Thursday, November 24, 2011

Homing Devices and Other Stories

I missed a call on my cell today from my sister who was checking in to see how we were progressing on our way back to Nebraska.  An hour later, Mom hands me her cell phone.  "It's for you."  "Hey, I tried to call you."  "Sorry.  I was really busy."  We're both laughing because we know that I've been sitting in the back of the truck watching the terrain change:  the Monfort meat packing plants outside of Greeley, the rolling hills of yellow grasses peppered with the occasional herd lucky enough to have found itself under free range ownership, then finally crossing into Nebraska.  I imagine a giant woman in a long skirt ironing out the wrinkles of the land.  We roll across the plains like a marble her boys have set free in a game that so many other travelers are playing today, straight and true and a little tired.  East.

The last few days have been spent in Colorado, the Wild West, home of the bronco and the mountain men and the canyons carved by the white waters of the Colorado river.  I am staring out the window.  I had forgotten how tall the mountains are around my dad's place in Silt.  The two horses have been replaced by a Ural, a motorcycle with a sidecar.  The hillsides glow with oil rigs and big houses.  This is not the town I grew up in.  I drive Nora up to Roy Moore Elementary school only to find a patch of bare dirt, a rectangle, a barren ghost of some seven years of my life where I learned to read and curl my hair with a curling iron.  I have to turn around and drive back down the road again.  "I don't understand, Nora.  It was right here.  It's not here anymore."  I look for the busses turning around, the green lunch trays, the water fountains, the construction paper train that wound around the entire school three times, each car a book we'd read that year.  Gone.

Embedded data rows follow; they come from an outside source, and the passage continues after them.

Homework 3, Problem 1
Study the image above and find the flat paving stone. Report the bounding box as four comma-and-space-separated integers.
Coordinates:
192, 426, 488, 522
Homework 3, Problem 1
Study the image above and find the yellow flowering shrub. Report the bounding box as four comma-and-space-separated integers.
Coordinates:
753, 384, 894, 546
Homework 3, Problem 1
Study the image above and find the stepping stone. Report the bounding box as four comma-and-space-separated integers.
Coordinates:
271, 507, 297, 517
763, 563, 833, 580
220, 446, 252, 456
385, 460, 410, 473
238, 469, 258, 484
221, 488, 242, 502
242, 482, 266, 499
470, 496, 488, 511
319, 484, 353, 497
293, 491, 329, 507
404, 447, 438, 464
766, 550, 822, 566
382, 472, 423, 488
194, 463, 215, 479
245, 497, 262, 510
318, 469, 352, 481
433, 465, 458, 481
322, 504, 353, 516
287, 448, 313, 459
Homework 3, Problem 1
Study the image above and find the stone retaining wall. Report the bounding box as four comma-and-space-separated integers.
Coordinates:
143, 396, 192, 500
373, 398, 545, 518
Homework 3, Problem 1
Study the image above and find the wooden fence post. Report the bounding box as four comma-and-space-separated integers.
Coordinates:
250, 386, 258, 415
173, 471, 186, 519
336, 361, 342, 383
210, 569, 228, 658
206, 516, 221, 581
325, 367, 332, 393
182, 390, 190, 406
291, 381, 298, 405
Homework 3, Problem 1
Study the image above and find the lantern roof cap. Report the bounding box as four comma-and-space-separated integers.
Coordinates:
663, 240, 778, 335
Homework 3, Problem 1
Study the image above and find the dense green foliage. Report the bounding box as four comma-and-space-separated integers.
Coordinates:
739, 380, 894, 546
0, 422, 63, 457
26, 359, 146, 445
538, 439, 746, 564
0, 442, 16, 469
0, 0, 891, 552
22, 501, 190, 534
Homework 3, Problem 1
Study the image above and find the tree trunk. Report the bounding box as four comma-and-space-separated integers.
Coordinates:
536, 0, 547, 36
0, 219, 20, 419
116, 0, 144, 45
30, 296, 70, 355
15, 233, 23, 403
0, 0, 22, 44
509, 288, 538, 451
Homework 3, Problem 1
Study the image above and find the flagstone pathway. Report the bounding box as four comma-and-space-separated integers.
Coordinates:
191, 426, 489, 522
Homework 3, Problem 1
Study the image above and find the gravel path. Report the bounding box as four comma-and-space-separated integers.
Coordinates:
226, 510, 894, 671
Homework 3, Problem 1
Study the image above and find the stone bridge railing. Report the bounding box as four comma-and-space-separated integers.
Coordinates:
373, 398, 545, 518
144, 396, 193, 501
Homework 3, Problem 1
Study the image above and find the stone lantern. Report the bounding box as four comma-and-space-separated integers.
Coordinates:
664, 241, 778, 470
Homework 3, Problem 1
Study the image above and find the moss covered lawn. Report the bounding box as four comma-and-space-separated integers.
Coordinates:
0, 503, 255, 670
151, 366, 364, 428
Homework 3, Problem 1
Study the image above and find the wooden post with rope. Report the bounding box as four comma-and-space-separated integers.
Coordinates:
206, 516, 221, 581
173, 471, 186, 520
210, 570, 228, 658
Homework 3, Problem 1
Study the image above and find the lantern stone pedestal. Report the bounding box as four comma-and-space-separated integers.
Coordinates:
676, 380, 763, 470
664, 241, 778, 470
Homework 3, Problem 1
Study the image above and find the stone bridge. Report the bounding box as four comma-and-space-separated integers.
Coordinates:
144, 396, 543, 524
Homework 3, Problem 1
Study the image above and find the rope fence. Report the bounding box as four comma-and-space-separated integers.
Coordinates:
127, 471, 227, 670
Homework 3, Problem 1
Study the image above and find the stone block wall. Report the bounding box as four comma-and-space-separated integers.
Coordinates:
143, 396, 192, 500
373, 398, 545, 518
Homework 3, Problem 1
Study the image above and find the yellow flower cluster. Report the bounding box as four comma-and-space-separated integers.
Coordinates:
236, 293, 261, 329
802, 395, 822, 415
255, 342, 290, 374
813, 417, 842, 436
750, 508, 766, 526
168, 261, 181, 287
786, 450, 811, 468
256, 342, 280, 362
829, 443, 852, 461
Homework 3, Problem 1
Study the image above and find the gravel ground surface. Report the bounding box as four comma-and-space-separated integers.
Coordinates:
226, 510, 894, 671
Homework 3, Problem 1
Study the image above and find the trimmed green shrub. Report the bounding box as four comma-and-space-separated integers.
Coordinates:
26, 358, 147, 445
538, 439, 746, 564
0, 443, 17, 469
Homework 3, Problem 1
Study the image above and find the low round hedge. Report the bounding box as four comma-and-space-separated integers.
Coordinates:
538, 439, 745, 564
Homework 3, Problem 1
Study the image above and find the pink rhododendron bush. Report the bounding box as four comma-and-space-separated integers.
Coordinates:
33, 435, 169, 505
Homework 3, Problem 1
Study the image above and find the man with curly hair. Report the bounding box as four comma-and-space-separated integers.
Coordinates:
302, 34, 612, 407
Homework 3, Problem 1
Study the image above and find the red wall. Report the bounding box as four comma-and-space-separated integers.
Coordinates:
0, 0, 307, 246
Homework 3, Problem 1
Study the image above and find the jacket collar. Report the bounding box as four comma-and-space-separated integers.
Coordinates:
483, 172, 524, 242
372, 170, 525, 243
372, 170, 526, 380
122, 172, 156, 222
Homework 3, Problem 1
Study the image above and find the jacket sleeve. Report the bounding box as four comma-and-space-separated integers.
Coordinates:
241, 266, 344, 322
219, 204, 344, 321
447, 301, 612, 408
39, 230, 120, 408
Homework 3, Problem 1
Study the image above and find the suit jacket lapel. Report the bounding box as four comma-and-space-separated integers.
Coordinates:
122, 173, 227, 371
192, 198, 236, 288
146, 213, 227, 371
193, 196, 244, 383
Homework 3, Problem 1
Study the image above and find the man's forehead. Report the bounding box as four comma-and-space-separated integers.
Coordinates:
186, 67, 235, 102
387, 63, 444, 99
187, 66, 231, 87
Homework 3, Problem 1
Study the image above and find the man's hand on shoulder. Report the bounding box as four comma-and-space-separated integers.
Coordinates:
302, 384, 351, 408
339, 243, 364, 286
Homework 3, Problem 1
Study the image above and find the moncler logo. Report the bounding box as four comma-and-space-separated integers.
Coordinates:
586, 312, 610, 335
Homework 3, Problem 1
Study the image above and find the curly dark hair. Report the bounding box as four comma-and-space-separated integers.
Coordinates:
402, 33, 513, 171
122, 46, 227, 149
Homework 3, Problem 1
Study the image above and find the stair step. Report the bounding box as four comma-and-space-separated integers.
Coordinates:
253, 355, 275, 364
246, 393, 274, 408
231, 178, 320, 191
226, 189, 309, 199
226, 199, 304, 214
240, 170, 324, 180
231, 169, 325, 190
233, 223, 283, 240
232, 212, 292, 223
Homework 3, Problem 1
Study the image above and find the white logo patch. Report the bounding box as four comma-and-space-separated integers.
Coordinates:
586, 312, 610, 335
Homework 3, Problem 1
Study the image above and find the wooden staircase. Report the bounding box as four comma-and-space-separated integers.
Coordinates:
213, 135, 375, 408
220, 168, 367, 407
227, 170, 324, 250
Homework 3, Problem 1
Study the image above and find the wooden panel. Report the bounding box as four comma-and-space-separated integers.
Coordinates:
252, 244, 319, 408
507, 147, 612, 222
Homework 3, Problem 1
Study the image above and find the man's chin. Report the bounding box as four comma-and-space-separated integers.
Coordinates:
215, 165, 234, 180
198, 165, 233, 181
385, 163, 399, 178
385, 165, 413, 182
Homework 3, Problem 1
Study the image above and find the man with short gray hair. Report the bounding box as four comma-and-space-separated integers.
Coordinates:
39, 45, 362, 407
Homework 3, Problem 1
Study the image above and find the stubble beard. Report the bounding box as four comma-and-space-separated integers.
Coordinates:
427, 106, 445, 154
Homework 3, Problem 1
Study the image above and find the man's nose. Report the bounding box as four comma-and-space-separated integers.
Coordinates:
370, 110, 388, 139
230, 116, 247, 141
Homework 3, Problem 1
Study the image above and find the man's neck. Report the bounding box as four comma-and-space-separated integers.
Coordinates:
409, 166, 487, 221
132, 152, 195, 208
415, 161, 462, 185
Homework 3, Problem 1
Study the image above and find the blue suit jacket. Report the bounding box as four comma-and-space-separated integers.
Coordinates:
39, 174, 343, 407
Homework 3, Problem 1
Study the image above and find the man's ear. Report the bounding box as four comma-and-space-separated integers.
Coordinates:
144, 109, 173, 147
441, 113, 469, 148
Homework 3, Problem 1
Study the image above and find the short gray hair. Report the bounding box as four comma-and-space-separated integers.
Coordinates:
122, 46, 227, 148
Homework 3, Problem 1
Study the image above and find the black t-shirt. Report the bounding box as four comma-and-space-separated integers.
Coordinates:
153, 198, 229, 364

We drive up the winding hill to the mesa, and I take Nora to the dirt road we walked down each morning to meet the bus.  Grandma and Grandpa's house is still the same stormy blue color, but the roof is falling in.  There's a pick up truck out front and a "No Trespassing" sign.  I turn around.  "There are so many houses here now, Nora.  All this land used to be Grandpa's and the fields were green and we played out there all day long."  "Did you bring toys?"  "No, we didn't have many.  We didn't really need any.  We just...roamed.  I can't believe how many people live here now."  "You shouldn't be sad, Mommy.  Maybe you should be happy that all those people who needed a place to live have found their houses."  I stop talking, letting her heart teach mine, but it's still hard to be that generous with my memories and how I think it should be.

And here I am now:  home.  I have told so many people about this farmhouse, how Ila and Merle raised three kids, how it was built in '49, how I am here now and Lynn has to knock on the door to come into the place he called "home" for so many years.  I think of Ila finally telling me after another invitation to come out and see the place, "It's just too hard to go.  There are just too many memories."

And I'm thinking of the disappearing school, the principal it was named after, the one I loved.  I'm thinking of my dad's place and the trees growing up through the deck and in front of the swing set, and I'm thinking of Grandpa's fields sectioned off and occupied, and the roof that covers us all, the renters who wait to be called to the mansion He built.